How is light travel time related to distance in light-years?

By definition, a light-year is the distance light travels in exactly one year. This means that light travel time in years equals the distance in light-years — a direct one-to-one relationship. When you look at a star 100 light-years away, you are seeing light that left it 100 years ago. For Proxima Centauri at 4.243 light-years, we see it as it was 4.243 years ago. The Andromeda Galaxy at roughly 2.537 million light-years appears as it was 2.537 million years ago — before modern humans existed. This lookback time is one of the most profound aspects of observational astronomy.
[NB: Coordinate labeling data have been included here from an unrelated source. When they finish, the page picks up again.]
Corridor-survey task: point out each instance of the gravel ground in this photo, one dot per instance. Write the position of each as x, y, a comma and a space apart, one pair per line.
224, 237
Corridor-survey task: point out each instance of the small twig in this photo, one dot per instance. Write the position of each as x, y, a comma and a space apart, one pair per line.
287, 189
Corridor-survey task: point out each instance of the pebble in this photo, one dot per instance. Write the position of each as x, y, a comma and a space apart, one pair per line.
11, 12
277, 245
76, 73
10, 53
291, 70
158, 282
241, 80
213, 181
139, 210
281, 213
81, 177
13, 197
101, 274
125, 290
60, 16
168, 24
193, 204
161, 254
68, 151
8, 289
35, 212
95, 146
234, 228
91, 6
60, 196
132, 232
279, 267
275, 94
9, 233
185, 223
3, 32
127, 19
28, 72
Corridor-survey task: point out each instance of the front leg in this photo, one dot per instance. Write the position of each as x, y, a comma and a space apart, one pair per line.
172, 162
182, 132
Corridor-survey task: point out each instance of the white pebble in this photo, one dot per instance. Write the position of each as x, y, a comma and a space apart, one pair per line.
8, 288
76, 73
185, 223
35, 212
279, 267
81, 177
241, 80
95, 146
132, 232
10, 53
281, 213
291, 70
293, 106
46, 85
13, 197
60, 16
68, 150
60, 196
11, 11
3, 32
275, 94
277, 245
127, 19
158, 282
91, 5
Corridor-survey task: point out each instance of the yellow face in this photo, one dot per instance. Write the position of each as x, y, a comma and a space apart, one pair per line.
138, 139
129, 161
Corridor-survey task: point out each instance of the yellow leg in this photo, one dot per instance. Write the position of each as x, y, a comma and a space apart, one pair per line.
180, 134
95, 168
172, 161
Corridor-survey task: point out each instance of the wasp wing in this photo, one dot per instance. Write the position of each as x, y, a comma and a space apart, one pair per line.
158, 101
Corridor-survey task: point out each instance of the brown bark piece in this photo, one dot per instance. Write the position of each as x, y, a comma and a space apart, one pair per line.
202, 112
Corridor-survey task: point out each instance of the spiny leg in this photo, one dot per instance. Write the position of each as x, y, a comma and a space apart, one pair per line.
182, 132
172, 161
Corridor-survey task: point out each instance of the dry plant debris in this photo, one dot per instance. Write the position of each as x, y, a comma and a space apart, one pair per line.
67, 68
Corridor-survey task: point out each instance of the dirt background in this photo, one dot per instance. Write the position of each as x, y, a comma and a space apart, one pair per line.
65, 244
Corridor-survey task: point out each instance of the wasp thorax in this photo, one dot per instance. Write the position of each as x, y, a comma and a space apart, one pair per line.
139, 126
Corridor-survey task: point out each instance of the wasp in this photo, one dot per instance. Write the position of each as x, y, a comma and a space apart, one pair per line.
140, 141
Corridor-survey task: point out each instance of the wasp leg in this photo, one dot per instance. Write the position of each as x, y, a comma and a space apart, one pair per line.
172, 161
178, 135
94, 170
What astronomical unit (AU) represents and when should I use it?

The astronomical unit is defined as exactly 149,597,870.700 kilometers — the mean Earth-Sun distance, fixed precisely by the International Astronomical Union in 2012. It is the fundamental yardstick for solar system measurements: Earth is 1 AU from the Sun, Mars averages 1.52 AU, Jupiter 5.2 AU, and Pluto about 39 AU. The AU is also the baseline for stellar parallax: the half-angle is measured from a baseline of 1 AU. One light-year is about 63,241 AU; one parsec is about 206,265 AU. The AU is most useful for distances within our solar system or for expressing the size of planetary systems around other stars.